Justice Prathiba M. Singh observed, “In the case of complaints relating to children going missing, irrespective of whether the child is a minor or a major; waiting for the 24 hour period could result in crucial time being wasted. Therefore, it is extremely important that immediate investigation and inquiries be conducted by the police/investigating agencies without waiting for 24 hours under the presumption that the person/child may return home”.

The court highlighted the existence of a Revised Standing Order No. 252 dated March 18, 2009, which prescribes the duties of police regarding missing persons. This order mandates the immediate registration of cases for all missing children aged 12 and below, and for all missing minor girls regardless of age.

Additionally, the court referenced the Standard Operating Procedure (SOP) formulated by the Ministry of Women and Child Development for cases of missing children.

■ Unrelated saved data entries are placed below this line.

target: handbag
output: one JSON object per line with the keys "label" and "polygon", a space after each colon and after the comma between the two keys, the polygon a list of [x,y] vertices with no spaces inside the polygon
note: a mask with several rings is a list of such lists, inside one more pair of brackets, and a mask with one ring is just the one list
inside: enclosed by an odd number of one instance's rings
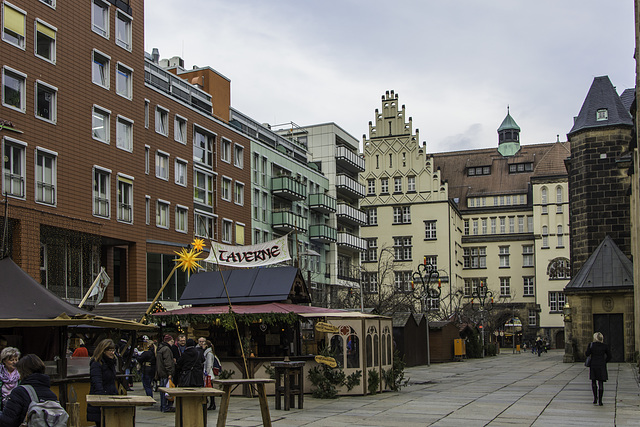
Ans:
{"label": "handbag", "polygon": [[587,360],[584,361],[584,366],[591,367],[591,356],[587,356]]}
{"label": "handbag", "polygon": [[205,377],[204,377],[204,386],[205,387],[209,387],[209,388],[213,388],[213,384],[211,384],[211,376],[205,375]]}
{"label": "handbag", "polygon": [[[173,383],[173,381],[168,380],[168,381],[167,381],[167,385],[166,385],[165,387],[173,388],[173,387],[175,387],[175,386],[176,386],[176,385]],[[167,401],[169,401],[169,402],[173,402],[173,401],[174,401],[174,399],[175,399],[175,397],[171,396],[169,393],[165,393],[165,397],[166,397]]]}

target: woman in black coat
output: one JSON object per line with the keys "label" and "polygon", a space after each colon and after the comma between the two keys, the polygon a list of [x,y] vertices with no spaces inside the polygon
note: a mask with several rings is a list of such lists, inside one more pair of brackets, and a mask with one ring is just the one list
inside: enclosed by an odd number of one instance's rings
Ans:
{"label": "woman in black coat", "polygon": [[589,378],[591,379],[591,390],[593,391],[593,404],[595,405],[597,403],[600,406],[602,406],[604,382],[609,379],[609,374],[607,373],[607,362],[611,360],[609,346],[603,341],[604,337],[602,334],[600,332],[596,332],[593,334],[593,342],[589,344],[585,353],[587,357],[591,356]]}
{"label": "woman in black coat", "polygon": [[4,410],[0,413],[0,426],[18,427],[27,416],[27,409],[31,403],[29,392],[21,387],[30,385],[36,392],[38,400],[55,400],[56,395],[51,391],[49,376],[44,373],[44,362],[35,354],[27,354],[16,364],[16,369],[23,378],[20,386],[14,388],[7,398]]}
{"label": "woman in black coat", "polygon": [[[118,394],[116,386],[116,345],[110,339],[98,343],[91,362],[89,375],[91,389],[89,394]],[[100,427],[100,407],[87,405],[87,421],[93,421]]]}
{"label": "woman in black coat", "polygon": [[192,339],[176,364],[176,376],[178,387],[204,387],[204,356]]}

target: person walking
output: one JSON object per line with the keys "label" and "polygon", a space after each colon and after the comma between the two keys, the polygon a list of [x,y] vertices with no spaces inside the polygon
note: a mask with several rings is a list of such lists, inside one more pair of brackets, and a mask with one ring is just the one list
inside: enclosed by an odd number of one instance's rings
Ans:
{"label": "person walking", "polygon": [[20,373],[16,369],[16,364],[20,359],[20,350],[15,347],[5,347],[0,352],[0,390],[2,399],[0,400],[0,411],[9,395],[20,381]]}
{"label": "person walking", "polygon": [[602,406],[604,383],[609,379],[607,363],[611,360],[611,351],[609,351],[609,346],[604,343],[602,333],[593,334],[593,342],[589,343],[585,355],[591,356],[589,379],[591,379],[591,390],[593,391],[593,404],[597,403]]}
{"label": "person walking", "polygon": [[[158,377],[158,384],[160,384],[161,387],[165,387],[169,380],[173,381],[175,375],[176,365],[173,360],[173,352],[171,351],[173,343],[173,337],[167,334],[162,338],[162,342],[156,350],[156,376]],[[161,392],[160,411],[174,412],[175,410],[175,408],[171,407],[171,402],[167,400],[165,393]]]}
{"label": "person walking", "polygon": [[[153,341],[146,339],[142,345],[142,353],[138,356],[142,371],[142,387],[149,397],[153,397],[151,382],[156,376],[156,346]],[[162,385],[164,387],[164,384]]]}
{"label": "person walking", "polygon": [[[116,345],[111,339],[98,343],[89,362],[91,388],[89,394],[116,395]],[[87,421],[100,427],[100,407],[87,405]]]}
{"label": "person walking", "polygon": [[[204,348],[205,387],[211,387],[211,380],[215,379],[215,377],[220,374],[222,365],[220,365],[220,359],[218,359],[218,356],[216,356],[214,352],[213,343],[211,341],[205,340]],[[216,409],[215,396],[211,396],[210,399],[207,409]]]}
{"label": "person walking", "polygon": [[176,364],[176,378],[178,387],[204,387],[204,357],[191,338]]}

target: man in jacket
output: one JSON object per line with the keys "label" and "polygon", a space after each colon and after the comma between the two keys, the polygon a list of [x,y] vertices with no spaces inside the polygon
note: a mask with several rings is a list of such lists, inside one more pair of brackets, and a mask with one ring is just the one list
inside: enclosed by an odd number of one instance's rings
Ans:
{"label": "man in jacket", "polygon": [[[166,386],[168,380],[173,381],[175,373],[175,362],[173,360],[173,352],[171,351],[173,342],[173,337],[167,334],[156,350],[158,383],[162,387]],[[162,412],[174,412],[176,410],[171,407],[171,402],[167,400],[164,393],[160,393],[160,410]]]}

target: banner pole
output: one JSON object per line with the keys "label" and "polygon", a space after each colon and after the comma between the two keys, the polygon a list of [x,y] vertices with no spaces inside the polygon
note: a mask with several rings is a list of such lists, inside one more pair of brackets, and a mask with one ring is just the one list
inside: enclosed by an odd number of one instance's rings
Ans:
{"label": "banner pole", "polygon": [[167,280],[165,280],[164,283],[162,284],[162,287],[156,294],[156,297],[153,299],[153,301],[151,301],[151,304],[149,304],[147,311],[145,311],[145,313],[142,315],[142,318],[140,319],[140,323],[142,323],[144,321],[144,318],[147,317],[147,315],[149,315],[149,313],[151,312],[151,309],[153,308],[153,305],[156,303],[156,301],[158,301],[158,298],[160,298],[160,295],[162,295],[162,291],[164,291],[164,288],[167,286],[167,283],[169,283],[169,280],[173,276],[173,273],[176,272],[179,266],[180,266],[179,264],[176,264],[175,267],[173,267],[173,270],[171,270],[171,273],[169,273]]}

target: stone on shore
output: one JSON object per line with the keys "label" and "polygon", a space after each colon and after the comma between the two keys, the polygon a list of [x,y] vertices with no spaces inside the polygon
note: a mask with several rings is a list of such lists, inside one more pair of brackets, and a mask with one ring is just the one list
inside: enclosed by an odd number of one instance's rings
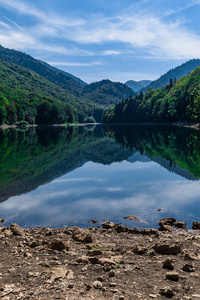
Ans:
{"label": "stone on shore", "polygon": [[192,229],[199,230],[200,229],[200,222],[193,222]]}
{"label": "stone on shore", "polygon": [[166,273],[166,279],[169,279],[171,281],[179,281],[179,274],[177,272],[167,272]]}
{"label": "stone on shore", "polygon": [[82,242],[82,243],[92,243],[93,242],[93,235],[92,235],[91,231],[80,229],[80,228],[77,228],[73,232],[72,238],[75,241],[79,241],[79,242]]}
{"label": "stone on shore", "polygon": [[142,222],[140,219],[138,219],[138,218],[137,218],[136,216],[134,216],[134,215],[124,217],[124,219],[127,219],[127,220],[134,220],[134,221],[137,221],[137,222]]}
{"label": "stone on shore", "polygon": [[161,219],[158,223],[158,225],[160,225],[159,230],[160,231],[171,231],[172,226],[174,225],[175,222],[176,222],[176,220],[174,218]]}
{"label": "stone on shore", "polygon": [[163,262],[163,268],[164,269],[168,269],[168,270],[174,270],[174,266],[172,263],[172,259],[167,258],[164,262]]}
{"label": "stone on shore", "polygon": [[117,227],[119,224],[116,224],[116,223],[113,223],[113,222],[106,221],[106,222],[103,222],[101,225],[102,225],[102,227],[103,227],[104,229],[112,229],[112,228]]}
{"label": "stone on shore", "polygon": [[174,226],[176,228],[183,228],[183,229],[186,229],[186,222],[183,222],[183,221],[177,221],[174,223]]}
{"label": "stone on shore", "polygon": [[157,243],[153,246],[153,250],[158,254],[175,255],[181,252],[181,246],[178,244]]}
{"label": "stone on shore", "polygon": [[12,231],[13,235],[20,235],[20,236],[25,235],[24,230],[17,224],[10,225],[10,230]]}
{"label": "stone on shore", "polygon": [[69,250],[69,245],[66,242],[63,242],[60,239],[55,239],[50,244],[50,248],[53,249],[53,250],[58,250],[58,251]]}

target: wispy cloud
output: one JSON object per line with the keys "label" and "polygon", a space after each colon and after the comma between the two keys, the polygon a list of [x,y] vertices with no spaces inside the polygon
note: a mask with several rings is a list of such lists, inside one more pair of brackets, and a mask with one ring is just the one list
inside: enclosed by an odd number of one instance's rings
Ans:
{"label": "wispy cloud", "polygon": [[[163,15],[158,11],[148,11],[140,4],[106,17],[103,14],[87,14],[81,17],[58,15],[48,8],[48,13],[36,8],[34,4],[18,0],[1,0],[0,6],[31,16],[34,20],[26,28],[20,27],[15,21],[8,19],[0,26],[1,44],[16,49],[37,49],[61,53],[64,55],[127,55],[126,51],[136,51],[141,57],[154,59],[189,59],[200,56],[200,35],[187,28],[184,19],[164,18],[191,6],[199,4],[192,1],[176,9],[166,10]],[[65,16],[64,16],[65,15]],[[13,25],[14,27],[12,27]],[[78,47],[73,47],[76,45]],[[113,49],[98,50],[102,45],[114,46]],[[62,46],[62,45],[70,45]],[[97,46],[93,51],[85,50],[86,46]],[[120,50],[115,46],[120,45]],[[81,49],[83,48],[83,49]],[[60,63],[57,62],[57,65]],[[99,62],[65,62],[65,66],[90,66]],[[55,65],[55,63],[54,63]],[[63,63],[62,63],[63,65]]]}
{"label": "wispy cloud", "polygon": [[117,50],[106,50],[101,52],[101,55],[120,55],[120,54],[122,54],[122,52]]}
{"label": "wispy cloud", "polygon": [[7,29],[10,29],[10,26],[8,25],[8,24],[6,24],[6,23],[4,23],[4,22],[1,22],[0,21],[0,26],[2,27],[6,27]]}
{"label": "wispy cloud", "polygon": [[98,66],[103,65],[103,62],[101,61],[93,61],[88,63],[82,63],[82,62],[48,62],[52,66],[69,66],[69,67],[92,67],[92,66]]}

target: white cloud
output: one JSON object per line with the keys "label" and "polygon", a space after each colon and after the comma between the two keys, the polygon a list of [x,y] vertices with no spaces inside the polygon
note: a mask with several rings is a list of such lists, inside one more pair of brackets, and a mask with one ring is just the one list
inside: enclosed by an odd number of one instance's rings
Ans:
{"label": "white cloud", "polygon": [[106,50],[101,52],[101,55],[120,55],[122,54],[120,51],[117,50]]}
{"label": "white cloud", "polygon": [[92,21],[93,24],[89,20],[86,26],[67,31],[66,38],[81,44],[120,42],[155,57],[184,59],[200,55],[200,36],[180,21],[165,23],[159,17],[142,14]]}
{"label": "white cloud", "polygon": [[[49,11],[50,8],[48,8],[48,13],[45,13],[25,1],[1,0],[0,6],[35,18],[35,24],[29,25],[26,29],[20,28],[10,19],[9,22],[15,25],[12,30],[9,28],[10,23],[9,25],[5,22],[0,23],[5,29],[1,32],[1,44],[16,49],[31,48],[55,51],[65,55],[119,56],[127,55],[129,51],[136,51],[140,58],[198,58],[200,56],[200,36],[188,29],[187,20],[172,21],[171,19],[169,21],[169,18],[164,18],[196,4],[199,4],[199,1],[193,1],[177,9],[172,8],[163,15],[159,15],[156,10],[154,13],[147,11],[145,1],[141,1],[139,6],[131,6],[116,16],[105,17],[102,14],[88,14],[85,17],[72,17],[66,13],[63,17]],[[120,44],[120,51],[115,50],[114,47],[111,50],[101,51],[96,47],[92,52],[73,49],[73,43],[84,45],[84,48],[85,45],[92,47],[92,45],[101,46],[108,43],[113,46]],[[62,44],[70,44],[69,49],[60,46]],[[79,67],[91,64],[66,62],[65,65]]]}
{"label": "white cloud", "polygon": [[[14,24],[17,28],[22,29],[22,27],[19,26],[19,25],[18,25],[16,22],[14,22],[13,20],[11,20],[11,19],[9,19],[9,18],[7,18],[7,17],[5,17],[5,16],[3,16],[3,18],[6,19],[6,20],[8,20],[10,23]],[[9,26],[9,28],[10,28],[10,26]]]}
{"label": "white cloud", "polygon": [[52,66],[67,66],[67,67],[92,67],[92,66],[98,66],[103,65],[101,61],[93,61],[88,63],[82,63],[82,62],[48,62],[48,64]]}
{"label": "white cloud", "polygon": [[1,6],[5,8],[10,8],[14,11],[18,11],[21,14],[32,15],[38,18],[42,18],[44,16],[39,10],[37,10],[33,5],[30,3],[27,5],[25,2],[16,1],[16,0],[1,0]]}
{"label": "white cloud", "polygon": [[3,27],[6,27],[7,29],[10,29],[9,25],[7,25],[6,23],[1,22],[1,21],[0,21],[0,26],[3,26]]}

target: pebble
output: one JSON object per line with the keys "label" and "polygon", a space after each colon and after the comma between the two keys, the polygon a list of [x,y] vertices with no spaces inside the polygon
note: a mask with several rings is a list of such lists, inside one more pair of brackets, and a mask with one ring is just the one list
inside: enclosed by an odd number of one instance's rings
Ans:
{"label": "pebble", "polygon": [[96,280],[93,282],[93,287],[95,289],[102,289],[102,283],[100,281]]}
{"label": "pebble", "polygon": [[169,279],[172,281],[179,281],[179,274],[177,272],[167,272],[166,279]]}

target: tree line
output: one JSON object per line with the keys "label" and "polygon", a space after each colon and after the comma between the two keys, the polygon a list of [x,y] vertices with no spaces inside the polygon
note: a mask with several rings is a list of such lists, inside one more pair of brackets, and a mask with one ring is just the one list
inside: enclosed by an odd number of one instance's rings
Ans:
{"label": "tree line", "polygon": [[200,67],[161,89],[130,96],[105,112],[104,122],[200,122]]}

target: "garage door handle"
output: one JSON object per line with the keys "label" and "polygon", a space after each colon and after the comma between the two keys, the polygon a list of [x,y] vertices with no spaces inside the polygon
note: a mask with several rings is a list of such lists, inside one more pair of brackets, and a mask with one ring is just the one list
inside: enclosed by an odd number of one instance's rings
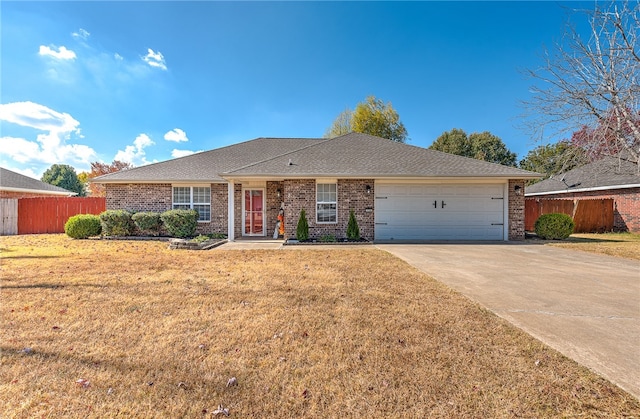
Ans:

The SOP states that upon receiving a complaint of a missing child, an FIR should be registered immediately as a case of trafficking or abduction.

Justice Singh emphasized, “The above SOPs makes it adequately clear that action has to be taken immediately, promptly, forthwith and at once. There is no scope for any speculation or conjecture that the child may return home in 24 hours and hence the police can wait”.

The court directed the Commissioner of Police to issue instructions to all police stations to eliminate the 24-hour waiting period and commence investigations immediately upon receiving a complaint. The case was also transferred to the Anti-Human Trafficking Unit (Crime Branch) of the Delhi Police for immediate and diligent investigation under the supervision of a senior officer not below the rank of an ACP.

Mr. Sanjay Lao, Standing Counsel for the State, along with Mr. Priyam Agarwal and Mr. Abhinav Kr. Arya, represented the respondent. Inspector Yogender from Nangloi Police Station was also present during the proceedings.

This landmark order is expected to significantly improve the response time and effectiveness of police investigations in cases of missing children, potentially increasing the chances of successful recovery and reunification with families.